Case Studies

On a blind spot in distant reading

The accessibility of vast amounts of text in digital form has enabled humanities to add ‘distant reading’ of thousands of books by algorithms as a new research tool to its repertoire of methods. This ‘distant reading’ of course has to be complemented with traditional ‘close reading’ of individual books. See e.g. [Jänicke et al 2015] for a survey and discussion of challenges.

We are currently working on applying machine learning as a distant reading tool to the journal Österreichische Zeitschrift für Volkskunde (OEZV) of the Austrian Museum of Folk Life and Folk Art. The OEZV has been published almost continuously since 1895 and we are able to use the result of an ‘Optical Character Recognition’ (OCR) scan of the entire publication history for our analysis. One of our interests is how the discourse and corresponding topics have changed over the years of its publication.

We applied topic modelling via Latent Dirichlet Allocation (LDA) for this analysis. Topic modelling tries to model latent topics in large amounts of text. Its basic entitity are documents which are modelled as probability distributions over word occurences. The assumption is that documents contain text about different topics which manifests itself in usage of different words. These latent topics are then also modelled as probability distributions over word occurences, since different topics will use different words related to their different content. LDA then finds a probability distribution of topics across documents, trying to optimize separation of documents over topics. The assumption here is that different documents contain information about rather different (and few) topics, but of course overlaps are allowed.

Usually a document is one article in a journal or newspaper, but for OEZV we have no access to article boundaries, therefore our basic entity are individual pages (more than 34000 for all years of OEZV together). Since we are interested in topic evolution over time, we aggregated all pages per year into overall documents. Using the LDA visualization package pyLDAvis, we modelled all OEZV volumes as distributions over 30 topics.

In this visualization, every topic is represented as a sphere in the left part of the figure. Clicking on one of the spheres (no. 17 in our picture), the right part of the figure shows a distribution of words which are prevalent for this topic. Some of the words have a religious meaning like ‘apostel’, ‘christusfigur’, ‘passionsspiele’ or ‘gründonnerstag’. Others are more about dancing like ‘tänzer’, ‘bandltanz’ or ‘getanzt’, which might lead to the conclusion that this topic is about religion and certain folkroristic rituals aorund it. It has to be said that such topics are often hard to interpret and maybe 30 topics for the entire OEZV collection is a too coarse resolution.

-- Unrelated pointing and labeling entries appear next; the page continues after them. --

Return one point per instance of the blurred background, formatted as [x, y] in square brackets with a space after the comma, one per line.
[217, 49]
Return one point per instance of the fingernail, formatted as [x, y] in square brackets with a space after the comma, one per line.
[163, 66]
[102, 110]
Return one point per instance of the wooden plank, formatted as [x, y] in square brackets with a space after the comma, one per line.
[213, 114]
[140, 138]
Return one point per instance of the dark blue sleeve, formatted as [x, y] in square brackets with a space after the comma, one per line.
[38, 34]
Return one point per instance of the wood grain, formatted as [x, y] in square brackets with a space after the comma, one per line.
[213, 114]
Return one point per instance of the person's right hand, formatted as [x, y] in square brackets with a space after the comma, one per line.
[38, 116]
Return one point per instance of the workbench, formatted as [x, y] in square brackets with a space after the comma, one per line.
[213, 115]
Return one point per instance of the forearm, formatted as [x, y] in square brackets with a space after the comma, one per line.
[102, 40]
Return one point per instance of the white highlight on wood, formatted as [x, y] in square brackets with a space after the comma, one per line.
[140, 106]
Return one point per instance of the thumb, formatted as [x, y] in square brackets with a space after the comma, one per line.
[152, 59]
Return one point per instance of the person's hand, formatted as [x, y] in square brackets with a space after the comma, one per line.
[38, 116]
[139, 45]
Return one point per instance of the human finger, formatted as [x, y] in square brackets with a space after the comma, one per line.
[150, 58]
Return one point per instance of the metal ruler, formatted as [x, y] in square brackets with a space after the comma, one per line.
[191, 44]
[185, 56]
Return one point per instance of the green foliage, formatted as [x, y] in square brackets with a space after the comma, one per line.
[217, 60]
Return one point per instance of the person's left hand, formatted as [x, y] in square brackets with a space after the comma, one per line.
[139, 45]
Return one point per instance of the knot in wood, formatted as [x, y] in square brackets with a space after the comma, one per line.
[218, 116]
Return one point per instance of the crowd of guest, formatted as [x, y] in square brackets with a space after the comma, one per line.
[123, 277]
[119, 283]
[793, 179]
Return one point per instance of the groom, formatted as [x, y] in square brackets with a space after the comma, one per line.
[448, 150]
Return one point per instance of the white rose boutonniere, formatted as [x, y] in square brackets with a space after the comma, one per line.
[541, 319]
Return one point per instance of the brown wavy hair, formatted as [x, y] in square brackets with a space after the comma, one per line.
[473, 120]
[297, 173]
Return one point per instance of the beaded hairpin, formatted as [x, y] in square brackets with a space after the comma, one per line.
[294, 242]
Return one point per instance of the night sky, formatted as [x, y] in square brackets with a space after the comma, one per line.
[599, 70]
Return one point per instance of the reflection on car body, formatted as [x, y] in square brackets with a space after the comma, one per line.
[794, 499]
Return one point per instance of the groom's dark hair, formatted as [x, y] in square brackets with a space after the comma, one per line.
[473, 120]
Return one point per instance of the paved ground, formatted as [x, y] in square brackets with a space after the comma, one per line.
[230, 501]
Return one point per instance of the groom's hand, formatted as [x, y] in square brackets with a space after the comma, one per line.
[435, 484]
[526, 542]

Every year of OEZV is now a distribution over 30 topics, i.e. a vector of probabilities of size 30. We can use this representation to compute how similar annual volumes of OEZV are in their distribution across topics. In the figure above both axes are the years of publication, from 1895 in the bottom left corner to 2018 bottom right and top left. One coloured cell in this figure represents the similarity of these years (inverted distance between probability vectors), with dark blue being very similar, bright yellow not similar and green in-between. Therefore the main diagonal is dark blue, since OEZV from one year is of course very similar to itself. The most interesting patterns are the larger dark blue rectangles along the main diagonal, indicating a number of consecutive years which are all similar to each other. This is most evident for the years 1940 to 1944, which is highlighted with a red ring around it. This time span coincides with Austria being part of Nazi Germany’s Third Reich, hence it is expected that the discourse in OEZV might be very different from all other years of its publication.

However, looking directly at the results from the OCR scan for the years 1940 to 1944, we realize that all of it is some kind of pseudo-German nonsense language, e.g.: “Vrautbater fteßte eine Dteipe bon Dtätfelfragen, auf bie ber Vrautfüprer alg Veboßmäiptigter beg Vräutigamg bie paffenbe Slnimori finbett mufgte”. To understand what happened here we look directly at the PDF-files of the OEZV, showing one page for the year 1944 below. As you can see a special typeface called ‘Frakturschrift’ is being used, which was typical for Nazi Germany.

Compare this to a page from year 1895, where a more common typeface has been used, as in all years except 1940 to 1944.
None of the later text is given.